Bayangkan kamu yang tadinya memiliki pangkat yang sama dengan ratusan orang lainya, berteman baik dengan mereka, bercanda dan tertawa bersama, menyembunyikan kesalahan kerja bersama, dan mengkritik atasan yang sama, tiba-tiba harus menjadi atasan mereka. Menjadi atasan orang-orang yang memang memiliki ikatan emosional dengan kamu. Tentu tidak mudah bukan? Kalau kamu masuk kerja ke suatu perusahaan langsung berposisi menjadi pemimpin sih mungkin semua akan berjalan lebih mudah, karena tak ada beban emosional sebab begitu masuk kamu sudah langsung menjadi pemimpin.
Tapi masalahnya kamu mulai dari bawah dan sekarang tiba-tiba harus memimpin mereka yang lebih senior dan bekerja lebih lama dari kamu, tentu hal ini akan menjadi beban emosional tersendiri buat kamu bukan?
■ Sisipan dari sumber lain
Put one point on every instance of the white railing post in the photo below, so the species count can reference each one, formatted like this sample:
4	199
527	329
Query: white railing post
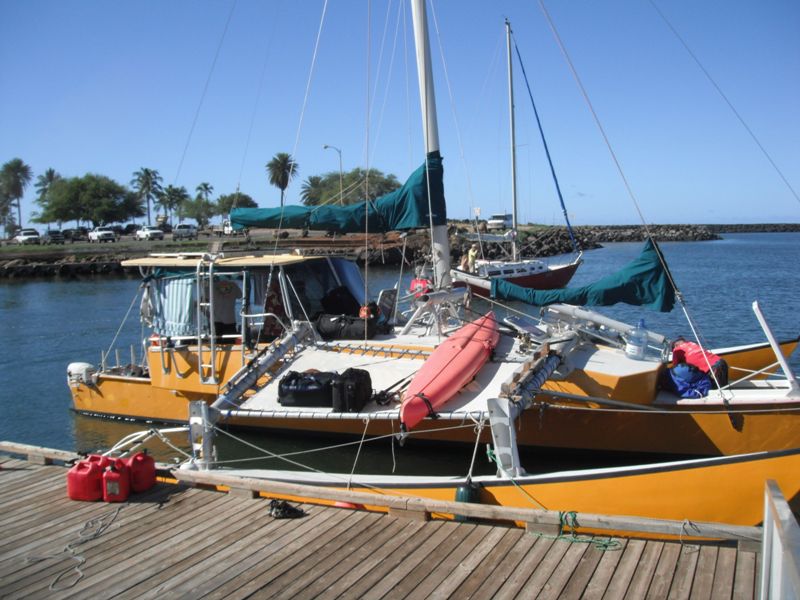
780	547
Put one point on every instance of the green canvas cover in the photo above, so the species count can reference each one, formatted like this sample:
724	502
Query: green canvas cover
642	282
403	209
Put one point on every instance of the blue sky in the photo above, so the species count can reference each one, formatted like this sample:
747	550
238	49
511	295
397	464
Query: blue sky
109	87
Nah bagaimanakah cara memimpin  jika kamu berada pada posisi seperti ini?
1. Mulai Saja, Nanti Juga Jadi Terbiasa
Salah satu bagian paling berat jika kita harus memimpin orang-orang yang notabene dulu selevel dan lebih senior dari kita adalah memerintah. Wajarlah jika pada ujungnya seorang atasan memberi perintah, walaupun dalam mengomunikasikanya dibungkus dengan kalimat minta tolong.
Tapi karena mereka adalah teman dan senior kita rasa-rasanya kok berat banget ya hanya untuk sekedar memberi instruksi, apalagi menegur, memerintahkan sesuatu saja kok rasa-rasanya setengah mati. Hal ini wajar, sebab kepemimpinan kita dicetak bukan karena ijazah yang begitu nyemplung sebuah perusahaan langsung menjadi atasan.Dalam kasus ini kita ditunjuk menjadi pemimpin karena kinerja kita.
Yang namanya dari bawah lalu diangkat ke atas, pasti ada saja yang namanya rasa tidak percaya. Seolah belum yakin atas apa yang terjadi pada dirinya. Jadi mirip dengan kisah tikus yang bertemu penyihir dan meminta agar dirinya diubah menjadi seekor singa, tapi begitu bertemu kucing dia malah lari ketakutan. Penyebabnya tentu karena sekalipun secara fisik tikus itu sudah menjadi seekor singa tapi dia masih bermental tikus.
Lalu bagaimana cara memimpin mereka kalau begitu? Saya bilang sih mulai saja, pasti ada perasaan tidak enak, tapi sudahlah lakukan saja. Pakailah bahasa yang ramah sekaligus tunjukkan rasa hormat pada mereka, nanti mereka pasti jadi lebih mudah untuk diajak bekerja sama.